The story about the tower-builder, told by Jesus and
recorded by Luke, is given a perceptive reading by Andy Crouch in an article called
Learning from Fools, over at a newly-discovered (by me) site called
Culture Makers. The parable is usually used by preachers to urge their congregations to "consider the cost of discipleship." That never rang true to me (not to say, mind you, that discipleship is a
costless matter), and neither does it to Crouch.
Make no mistake. The tower builder and the king are not models of discipleship. When does Jesus ever speak of discipleship as if it were a construction project, carefully calculated and accounted for, or a war, in which we marshal our own forces and find them adequate for the battle? Biblical faith is the abandonment of our tower building, the surrender of our ambitions to foolishly fight our way to security. These two men are at risk of becoming fools in the full biblical sense—blinded by their prosperity and power to the most basic form of common sense, not to mention the ultimate reality of their dependence on God.
Crouch's reading is quietly brilliant.
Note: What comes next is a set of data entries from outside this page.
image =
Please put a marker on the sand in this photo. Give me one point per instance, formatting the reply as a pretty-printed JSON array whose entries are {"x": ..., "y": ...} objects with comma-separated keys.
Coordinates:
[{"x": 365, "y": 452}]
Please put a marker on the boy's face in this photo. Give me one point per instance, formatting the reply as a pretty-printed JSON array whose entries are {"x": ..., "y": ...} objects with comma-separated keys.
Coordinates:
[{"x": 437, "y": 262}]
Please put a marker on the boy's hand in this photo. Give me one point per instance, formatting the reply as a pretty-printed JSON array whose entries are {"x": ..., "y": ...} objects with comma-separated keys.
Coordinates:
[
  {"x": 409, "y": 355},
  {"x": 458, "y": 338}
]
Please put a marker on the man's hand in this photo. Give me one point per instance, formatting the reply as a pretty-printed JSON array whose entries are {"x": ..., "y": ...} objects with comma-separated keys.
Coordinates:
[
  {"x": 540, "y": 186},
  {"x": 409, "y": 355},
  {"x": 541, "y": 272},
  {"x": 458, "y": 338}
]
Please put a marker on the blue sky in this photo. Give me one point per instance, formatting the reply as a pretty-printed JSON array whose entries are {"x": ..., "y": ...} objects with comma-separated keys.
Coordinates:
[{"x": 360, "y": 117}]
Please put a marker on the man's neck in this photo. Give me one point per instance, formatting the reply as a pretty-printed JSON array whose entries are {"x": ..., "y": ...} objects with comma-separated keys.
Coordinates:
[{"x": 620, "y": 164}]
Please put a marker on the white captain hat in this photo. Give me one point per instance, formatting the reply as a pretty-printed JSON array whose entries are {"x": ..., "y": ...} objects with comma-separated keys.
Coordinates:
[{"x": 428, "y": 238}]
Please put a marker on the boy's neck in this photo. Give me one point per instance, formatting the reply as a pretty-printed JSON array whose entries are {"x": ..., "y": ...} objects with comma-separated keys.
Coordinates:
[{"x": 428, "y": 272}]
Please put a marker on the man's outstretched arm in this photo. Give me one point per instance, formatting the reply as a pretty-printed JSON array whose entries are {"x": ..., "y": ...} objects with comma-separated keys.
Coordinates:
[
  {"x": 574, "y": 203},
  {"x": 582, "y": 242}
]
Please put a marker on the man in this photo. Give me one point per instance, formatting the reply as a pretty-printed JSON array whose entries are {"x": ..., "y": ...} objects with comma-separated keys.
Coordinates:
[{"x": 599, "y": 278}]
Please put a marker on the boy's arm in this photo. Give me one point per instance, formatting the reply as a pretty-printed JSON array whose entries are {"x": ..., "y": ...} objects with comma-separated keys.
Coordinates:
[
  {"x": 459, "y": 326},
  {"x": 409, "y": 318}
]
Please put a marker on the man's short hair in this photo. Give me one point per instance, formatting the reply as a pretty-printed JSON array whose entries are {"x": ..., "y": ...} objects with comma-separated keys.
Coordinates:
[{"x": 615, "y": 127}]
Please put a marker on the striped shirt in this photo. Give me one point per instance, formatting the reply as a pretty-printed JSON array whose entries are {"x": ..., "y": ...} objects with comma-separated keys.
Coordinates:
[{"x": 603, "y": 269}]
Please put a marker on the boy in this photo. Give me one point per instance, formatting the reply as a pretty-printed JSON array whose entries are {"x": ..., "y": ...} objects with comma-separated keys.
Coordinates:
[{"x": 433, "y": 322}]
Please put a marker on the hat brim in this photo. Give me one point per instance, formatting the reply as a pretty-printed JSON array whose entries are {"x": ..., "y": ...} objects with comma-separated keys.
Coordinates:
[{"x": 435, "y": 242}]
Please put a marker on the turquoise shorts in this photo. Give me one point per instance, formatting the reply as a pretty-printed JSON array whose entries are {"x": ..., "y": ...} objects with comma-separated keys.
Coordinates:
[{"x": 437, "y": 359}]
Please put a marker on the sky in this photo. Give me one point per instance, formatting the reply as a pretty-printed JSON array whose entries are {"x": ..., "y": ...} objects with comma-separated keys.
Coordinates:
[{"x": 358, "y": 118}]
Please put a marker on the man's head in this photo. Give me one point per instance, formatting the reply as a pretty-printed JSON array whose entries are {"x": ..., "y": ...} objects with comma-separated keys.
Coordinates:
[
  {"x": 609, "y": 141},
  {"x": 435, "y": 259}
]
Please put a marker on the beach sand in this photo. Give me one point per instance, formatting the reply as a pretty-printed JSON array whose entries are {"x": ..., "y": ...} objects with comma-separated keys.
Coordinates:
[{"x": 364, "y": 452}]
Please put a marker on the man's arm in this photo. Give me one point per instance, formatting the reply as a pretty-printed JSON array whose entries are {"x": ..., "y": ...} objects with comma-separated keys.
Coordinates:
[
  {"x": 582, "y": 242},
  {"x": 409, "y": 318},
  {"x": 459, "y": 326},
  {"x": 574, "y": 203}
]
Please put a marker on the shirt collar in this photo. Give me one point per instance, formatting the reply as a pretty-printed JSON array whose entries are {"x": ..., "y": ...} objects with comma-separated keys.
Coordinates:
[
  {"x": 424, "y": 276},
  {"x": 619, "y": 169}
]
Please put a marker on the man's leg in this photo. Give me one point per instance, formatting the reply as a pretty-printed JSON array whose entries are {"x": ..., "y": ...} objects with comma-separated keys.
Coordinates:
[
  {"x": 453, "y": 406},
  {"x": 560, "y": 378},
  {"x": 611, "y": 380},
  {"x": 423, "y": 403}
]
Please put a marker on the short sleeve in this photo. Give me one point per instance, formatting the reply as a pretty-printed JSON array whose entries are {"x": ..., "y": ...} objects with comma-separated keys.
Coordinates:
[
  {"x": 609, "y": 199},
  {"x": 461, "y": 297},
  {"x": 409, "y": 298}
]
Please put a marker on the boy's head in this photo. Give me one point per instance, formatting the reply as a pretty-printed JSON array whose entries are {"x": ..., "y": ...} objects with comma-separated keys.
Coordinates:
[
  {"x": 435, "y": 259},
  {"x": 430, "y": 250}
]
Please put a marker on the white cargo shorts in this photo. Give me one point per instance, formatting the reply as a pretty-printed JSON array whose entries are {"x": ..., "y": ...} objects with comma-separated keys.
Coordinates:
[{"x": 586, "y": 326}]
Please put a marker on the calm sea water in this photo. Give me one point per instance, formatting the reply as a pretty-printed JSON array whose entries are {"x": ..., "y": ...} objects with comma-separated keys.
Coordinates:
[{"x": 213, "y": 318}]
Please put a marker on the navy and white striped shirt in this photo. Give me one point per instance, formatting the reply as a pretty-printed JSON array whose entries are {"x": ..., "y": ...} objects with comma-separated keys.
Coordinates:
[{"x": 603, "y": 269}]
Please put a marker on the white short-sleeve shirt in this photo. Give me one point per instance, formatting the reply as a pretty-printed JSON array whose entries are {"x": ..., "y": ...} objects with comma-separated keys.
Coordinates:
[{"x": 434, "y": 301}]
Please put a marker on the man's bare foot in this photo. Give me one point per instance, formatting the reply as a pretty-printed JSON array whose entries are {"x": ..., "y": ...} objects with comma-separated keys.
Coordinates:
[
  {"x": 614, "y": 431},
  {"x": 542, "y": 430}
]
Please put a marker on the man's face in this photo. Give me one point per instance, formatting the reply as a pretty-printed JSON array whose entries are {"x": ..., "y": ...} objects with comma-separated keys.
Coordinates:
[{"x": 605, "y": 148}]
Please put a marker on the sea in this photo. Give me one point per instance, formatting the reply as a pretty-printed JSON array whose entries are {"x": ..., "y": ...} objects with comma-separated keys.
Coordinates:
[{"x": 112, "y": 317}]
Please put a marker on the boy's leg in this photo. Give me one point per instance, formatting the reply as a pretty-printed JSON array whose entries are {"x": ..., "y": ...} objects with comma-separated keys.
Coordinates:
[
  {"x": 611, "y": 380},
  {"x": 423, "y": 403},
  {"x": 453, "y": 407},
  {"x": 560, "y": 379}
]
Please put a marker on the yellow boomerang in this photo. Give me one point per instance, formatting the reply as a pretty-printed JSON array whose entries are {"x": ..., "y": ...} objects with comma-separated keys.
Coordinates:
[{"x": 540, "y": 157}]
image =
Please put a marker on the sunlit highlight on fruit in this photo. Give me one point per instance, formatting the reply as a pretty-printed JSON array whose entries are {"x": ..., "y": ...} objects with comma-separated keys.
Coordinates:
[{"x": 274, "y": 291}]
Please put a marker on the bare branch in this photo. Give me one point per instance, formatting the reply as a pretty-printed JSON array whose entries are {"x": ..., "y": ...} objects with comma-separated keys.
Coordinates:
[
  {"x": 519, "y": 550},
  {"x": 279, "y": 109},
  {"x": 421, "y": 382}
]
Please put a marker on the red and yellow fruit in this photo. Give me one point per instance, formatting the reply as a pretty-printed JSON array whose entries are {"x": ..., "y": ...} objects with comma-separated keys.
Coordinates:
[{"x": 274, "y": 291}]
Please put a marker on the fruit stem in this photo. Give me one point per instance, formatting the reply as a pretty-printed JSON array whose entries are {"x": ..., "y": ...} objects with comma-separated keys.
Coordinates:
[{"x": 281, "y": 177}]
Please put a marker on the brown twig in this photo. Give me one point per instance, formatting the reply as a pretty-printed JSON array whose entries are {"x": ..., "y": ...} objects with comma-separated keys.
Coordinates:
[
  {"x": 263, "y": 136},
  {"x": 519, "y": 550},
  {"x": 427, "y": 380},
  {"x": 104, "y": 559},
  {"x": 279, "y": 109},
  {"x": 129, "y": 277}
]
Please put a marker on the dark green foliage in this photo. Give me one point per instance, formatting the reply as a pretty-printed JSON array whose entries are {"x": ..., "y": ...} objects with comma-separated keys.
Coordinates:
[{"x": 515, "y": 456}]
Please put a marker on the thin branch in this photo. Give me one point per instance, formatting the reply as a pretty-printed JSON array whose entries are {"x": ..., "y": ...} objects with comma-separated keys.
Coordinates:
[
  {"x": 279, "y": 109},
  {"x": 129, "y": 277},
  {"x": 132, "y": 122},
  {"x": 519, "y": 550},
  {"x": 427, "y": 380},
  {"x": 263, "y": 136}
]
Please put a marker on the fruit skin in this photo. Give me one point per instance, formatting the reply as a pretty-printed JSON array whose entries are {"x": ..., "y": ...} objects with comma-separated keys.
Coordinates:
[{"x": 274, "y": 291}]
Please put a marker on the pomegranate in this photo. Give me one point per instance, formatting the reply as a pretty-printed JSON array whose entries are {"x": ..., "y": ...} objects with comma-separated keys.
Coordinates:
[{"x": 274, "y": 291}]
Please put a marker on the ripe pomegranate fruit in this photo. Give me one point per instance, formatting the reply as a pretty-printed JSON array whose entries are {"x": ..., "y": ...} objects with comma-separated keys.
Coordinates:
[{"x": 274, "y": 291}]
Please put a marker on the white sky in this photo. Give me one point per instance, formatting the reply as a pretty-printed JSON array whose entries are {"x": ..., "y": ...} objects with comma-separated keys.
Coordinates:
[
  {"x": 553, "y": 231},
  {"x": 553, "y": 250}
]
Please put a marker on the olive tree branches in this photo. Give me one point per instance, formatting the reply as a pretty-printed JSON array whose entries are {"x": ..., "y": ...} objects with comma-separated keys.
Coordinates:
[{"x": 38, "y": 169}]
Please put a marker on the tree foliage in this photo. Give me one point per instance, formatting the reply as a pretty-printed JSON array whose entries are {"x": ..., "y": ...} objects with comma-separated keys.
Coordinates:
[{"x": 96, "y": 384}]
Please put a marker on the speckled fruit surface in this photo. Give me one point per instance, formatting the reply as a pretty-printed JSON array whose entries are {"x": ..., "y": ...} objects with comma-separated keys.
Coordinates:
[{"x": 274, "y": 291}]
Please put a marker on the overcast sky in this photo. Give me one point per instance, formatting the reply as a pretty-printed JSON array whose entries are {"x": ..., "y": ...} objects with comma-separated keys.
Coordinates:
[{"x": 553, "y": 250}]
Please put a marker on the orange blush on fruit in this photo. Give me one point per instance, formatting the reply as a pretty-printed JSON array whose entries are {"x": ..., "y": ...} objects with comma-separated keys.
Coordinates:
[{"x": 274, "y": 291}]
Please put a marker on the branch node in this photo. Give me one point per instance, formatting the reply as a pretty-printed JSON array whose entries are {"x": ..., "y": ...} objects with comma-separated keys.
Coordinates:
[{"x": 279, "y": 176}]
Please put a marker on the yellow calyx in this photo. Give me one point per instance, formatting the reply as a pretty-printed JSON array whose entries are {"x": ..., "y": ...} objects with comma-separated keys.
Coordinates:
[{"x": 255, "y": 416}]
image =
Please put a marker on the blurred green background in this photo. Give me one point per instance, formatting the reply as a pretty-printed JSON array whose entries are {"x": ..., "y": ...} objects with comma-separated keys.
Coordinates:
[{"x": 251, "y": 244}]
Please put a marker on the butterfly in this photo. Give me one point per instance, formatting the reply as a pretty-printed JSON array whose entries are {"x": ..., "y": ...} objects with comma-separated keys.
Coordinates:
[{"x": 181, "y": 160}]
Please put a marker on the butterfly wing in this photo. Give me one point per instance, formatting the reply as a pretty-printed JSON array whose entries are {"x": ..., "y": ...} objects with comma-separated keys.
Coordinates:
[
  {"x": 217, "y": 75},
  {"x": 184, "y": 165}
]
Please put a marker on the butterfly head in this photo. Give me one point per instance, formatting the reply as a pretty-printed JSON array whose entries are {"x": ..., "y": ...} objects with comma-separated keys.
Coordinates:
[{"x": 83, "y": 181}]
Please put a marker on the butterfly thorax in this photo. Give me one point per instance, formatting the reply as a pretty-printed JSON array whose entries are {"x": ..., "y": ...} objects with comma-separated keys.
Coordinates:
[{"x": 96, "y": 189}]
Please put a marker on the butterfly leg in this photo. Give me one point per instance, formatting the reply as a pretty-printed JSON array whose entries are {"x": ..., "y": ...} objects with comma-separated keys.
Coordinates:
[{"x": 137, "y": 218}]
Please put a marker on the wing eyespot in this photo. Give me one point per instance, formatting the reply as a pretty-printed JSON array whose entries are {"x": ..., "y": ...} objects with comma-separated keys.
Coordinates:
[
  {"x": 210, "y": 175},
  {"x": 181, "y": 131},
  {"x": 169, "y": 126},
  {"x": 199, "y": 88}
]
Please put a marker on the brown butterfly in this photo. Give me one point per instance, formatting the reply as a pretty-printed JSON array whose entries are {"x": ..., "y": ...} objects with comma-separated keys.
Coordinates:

I can't help another lengthy excerpt:
So Jesus invites the crowds following him to sit down and count the cost—not of discipleship, but of non-discipleship. Non-discipleship means believing that we will be able to complete our insane Babel of self-provision; non-discipleship means blindly rushing into battle as enemies of God, having vastly overestimated our ability to prevail. Discipleship is the process of soberly counting our assets and coming to terms with their insufficiency to carry us through a life lived apart from God. It is not discipleship, in the end, that is costly—it is folly.
This is really a fine article and though I have quoted it rather extensively, it should be read from start to finish. Biblical encouragement at its best.